3D Bioprinted Multidrug Resistance (MDR)-Dependent Tumor Spheroids

Multidrug resistance (MDR) refers to the ability of cancer cells to resist various anticancer drugs and release them from the cells. This phenomenon is widely recognized as a significant barrier that must be overcome in chemotherapy. MDR varies depending on the number and expression level of the ATP-binding cassette transporter (ABC transporter), which is expressed differently in various cancer cells. Therefore, the dose of anticancer drugs should be adjusted according to the extent of MDR. The demand for drug screening that considers the differences in MDR is increasing in the process of drug discovery.
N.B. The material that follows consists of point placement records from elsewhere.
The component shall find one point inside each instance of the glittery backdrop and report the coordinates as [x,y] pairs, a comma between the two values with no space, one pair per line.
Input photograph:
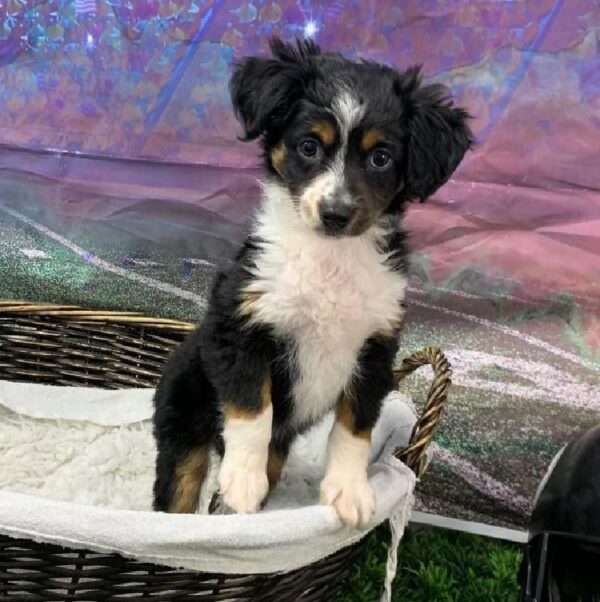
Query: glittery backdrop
[123,185]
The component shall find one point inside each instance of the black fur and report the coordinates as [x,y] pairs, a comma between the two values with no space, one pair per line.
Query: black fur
[278,99]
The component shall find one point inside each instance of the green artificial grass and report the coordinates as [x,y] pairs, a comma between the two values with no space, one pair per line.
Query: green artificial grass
[438,566]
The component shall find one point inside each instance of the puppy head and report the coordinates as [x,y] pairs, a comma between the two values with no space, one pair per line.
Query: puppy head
[349,141]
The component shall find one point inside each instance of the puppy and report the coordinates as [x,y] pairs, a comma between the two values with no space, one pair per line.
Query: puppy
[307,319]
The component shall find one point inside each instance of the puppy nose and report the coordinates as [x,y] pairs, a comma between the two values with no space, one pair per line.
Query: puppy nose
[335,217]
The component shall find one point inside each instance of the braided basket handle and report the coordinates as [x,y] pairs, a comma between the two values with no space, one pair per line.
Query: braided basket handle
[414,455]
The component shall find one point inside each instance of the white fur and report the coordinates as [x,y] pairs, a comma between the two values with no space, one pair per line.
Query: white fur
[243,475]
[348,112]
[327,294]
[345,486]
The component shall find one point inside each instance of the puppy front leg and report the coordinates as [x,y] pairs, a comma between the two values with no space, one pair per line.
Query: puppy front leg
[345,485]
[243,478]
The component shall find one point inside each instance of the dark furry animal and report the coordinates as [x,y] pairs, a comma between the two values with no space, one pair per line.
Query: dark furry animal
[307,318]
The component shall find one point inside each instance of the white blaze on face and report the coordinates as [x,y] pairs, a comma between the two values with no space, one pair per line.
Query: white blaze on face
[348,111]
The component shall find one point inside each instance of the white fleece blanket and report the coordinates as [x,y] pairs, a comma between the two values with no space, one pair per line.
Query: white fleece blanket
[77,466]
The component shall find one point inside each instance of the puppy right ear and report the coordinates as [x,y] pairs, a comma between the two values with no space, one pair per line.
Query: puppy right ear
[264,91]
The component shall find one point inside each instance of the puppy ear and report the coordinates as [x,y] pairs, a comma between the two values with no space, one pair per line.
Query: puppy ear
[438,135]
[264,91]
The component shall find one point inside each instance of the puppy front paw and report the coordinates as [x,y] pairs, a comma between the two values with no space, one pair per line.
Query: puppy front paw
[242,488]
[353,500]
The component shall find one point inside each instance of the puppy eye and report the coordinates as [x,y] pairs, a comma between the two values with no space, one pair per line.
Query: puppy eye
[380,159]
[310,148]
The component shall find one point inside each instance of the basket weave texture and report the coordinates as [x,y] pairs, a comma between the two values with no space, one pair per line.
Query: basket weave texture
[68,345]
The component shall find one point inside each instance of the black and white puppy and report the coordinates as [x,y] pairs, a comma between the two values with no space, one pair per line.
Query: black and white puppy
[307,318]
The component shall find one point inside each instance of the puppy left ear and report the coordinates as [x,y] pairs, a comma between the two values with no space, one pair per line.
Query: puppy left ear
[439,135]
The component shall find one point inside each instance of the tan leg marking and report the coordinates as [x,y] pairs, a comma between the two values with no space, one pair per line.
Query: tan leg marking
[189,476]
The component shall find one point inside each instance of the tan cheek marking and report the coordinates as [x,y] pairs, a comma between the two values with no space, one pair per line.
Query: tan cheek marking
[345,416]
[370,139]
[325,131]
[278,158]
[232,412]
[248,300]
[189,476]
[274,467]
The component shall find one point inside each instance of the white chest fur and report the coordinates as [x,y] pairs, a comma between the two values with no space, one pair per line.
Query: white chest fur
[327,295]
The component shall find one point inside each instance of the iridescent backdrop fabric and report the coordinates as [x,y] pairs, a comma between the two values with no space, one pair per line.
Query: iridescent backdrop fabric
[119,149]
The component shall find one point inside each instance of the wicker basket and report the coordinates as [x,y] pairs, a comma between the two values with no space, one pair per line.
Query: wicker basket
[67,345]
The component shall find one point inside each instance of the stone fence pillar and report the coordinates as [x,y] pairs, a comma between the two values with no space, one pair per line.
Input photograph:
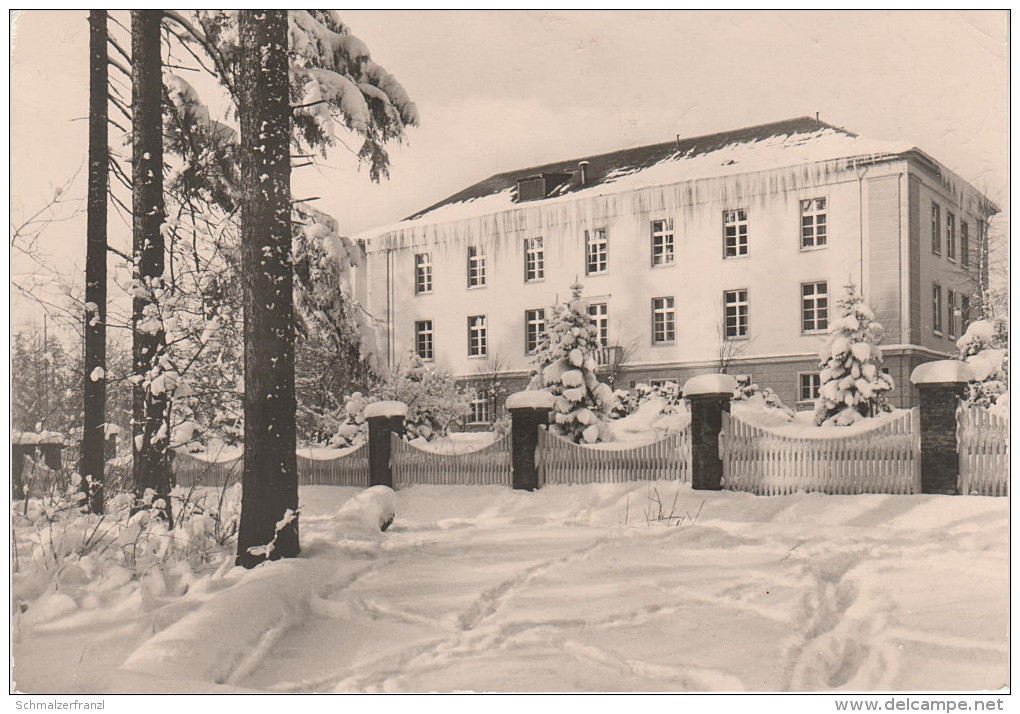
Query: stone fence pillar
[709,396]
[941,386]
[384,418]
[528,410]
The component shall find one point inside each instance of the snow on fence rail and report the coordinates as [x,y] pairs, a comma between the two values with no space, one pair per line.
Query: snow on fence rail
[189,471]
[349,469]
[982,442]
[490,465]
[561,461]
[884,460]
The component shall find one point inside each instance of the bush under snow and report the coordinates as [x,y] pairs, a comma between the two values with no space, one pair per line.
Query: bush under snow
[853,385]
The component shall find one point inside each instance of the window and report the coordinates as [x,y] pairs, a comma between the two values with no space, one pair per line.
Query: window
[814,307]
[534,260]
[810,384]
[477,339]
[950,236]
[734,233]
[735,313]
[662,242]
[422,273]
[814,228]
[951,314]
[597,252]
[423,340]
[481,412]
[964,243]
[663,320]
[534,326]
[475,267]
[599,312]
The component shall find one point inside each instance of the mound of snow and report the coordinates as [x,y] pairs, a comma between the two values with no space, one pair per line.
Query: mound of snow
[371,510]
[386,409]
[457,443]
[754,410]
[323,453]
[709,384]
[530,399]
[942,370]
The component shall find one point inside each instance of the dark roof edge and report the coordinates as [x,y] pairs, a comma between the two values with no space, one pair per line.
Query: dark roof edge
[472,190]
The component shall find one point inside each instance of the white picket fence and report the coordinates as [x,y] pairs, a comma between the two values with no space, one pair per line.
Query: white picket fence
[189,471]
[982,442]
[490,465]
[562,461]
[349,469]
[884,460]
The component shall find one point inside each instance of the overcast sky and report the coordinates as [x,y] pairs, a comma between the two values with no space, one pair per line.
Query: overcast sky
[498,91]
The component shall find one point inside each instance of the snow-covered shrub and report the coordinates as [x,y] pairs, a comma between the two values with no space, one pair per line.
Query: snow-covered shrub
[567,370]
[985,348]
[746,389]
[853,385]
[670,392]
[626,403]
[64,561]
[435,403]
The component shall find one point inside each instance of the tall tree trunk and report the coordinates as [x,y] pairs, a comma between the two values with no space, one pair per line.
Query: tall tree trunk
[269,502]
[151,419]
[93,436]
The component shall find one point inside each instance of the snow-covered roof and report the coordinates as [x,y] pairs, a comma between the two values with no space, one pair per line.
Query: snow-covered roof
[765,147]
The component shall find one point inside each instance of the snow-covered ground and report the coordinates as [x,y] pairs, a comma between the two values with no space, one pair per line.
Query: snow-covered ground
[595,588]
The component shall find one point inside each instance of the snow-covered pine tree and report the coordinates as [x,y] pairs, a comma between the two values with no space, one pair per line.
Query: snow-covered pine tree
[853,385]
[93,462]
[151,407]
[985,348]
[566,362]
[269,498]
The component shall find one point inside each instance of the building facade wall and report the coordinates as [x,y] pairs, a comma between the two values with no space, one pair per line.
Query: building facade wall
[771,272]
[940,269]
[878,238]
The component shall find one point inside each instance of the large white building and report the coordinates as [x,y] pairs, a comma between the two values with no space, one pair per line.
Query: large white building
[725,251]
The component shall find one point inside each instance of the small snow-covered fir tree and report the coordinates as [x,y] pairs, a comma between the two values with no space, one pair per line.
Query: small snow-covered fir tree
[985,348]
[566,361]
[853,385]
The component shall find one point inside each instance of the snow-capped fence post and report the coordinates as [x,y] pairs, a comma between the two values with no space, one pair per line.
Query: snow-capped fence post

In this study, three types of tumor spheroids were fabricated from HeLa (MRP1^-/BCRP^-), HepG2 (MRP1⁺/BCRP^-), and A549 cells (MRP1⁺/BCRP⁺) using three-dimensional (3D) bioprinting. The fabricated tumor spheroids maintained their own MDR phenotypes. The EC₅₀ values of doxorubicin (DOX) against the three tumor spheroids were more than 2-fold higher than those against the 2D cells. In addition, the EC₅₀ value of DOX against tumor spheroids was proportional to the number of ABC transporters. The EC₅₀ value of DOX against A549 tumor spheroids had the largest value of 9.5 μM among the three spheroids. In addition, the EC₅₀ values of DOX against HepG2 and A549 tumor spheroids were remarkably reduced when they were treated with ABC transporter inhibitors, such as MK-571 against MRP1 and/or NOV against BCRP. These results demonstrate the successful construction of a 3D bioprinting-based screening platform to quantitatively evaluate the anticancer efficacy of chemodrugs, considering the MDR of cancer cells.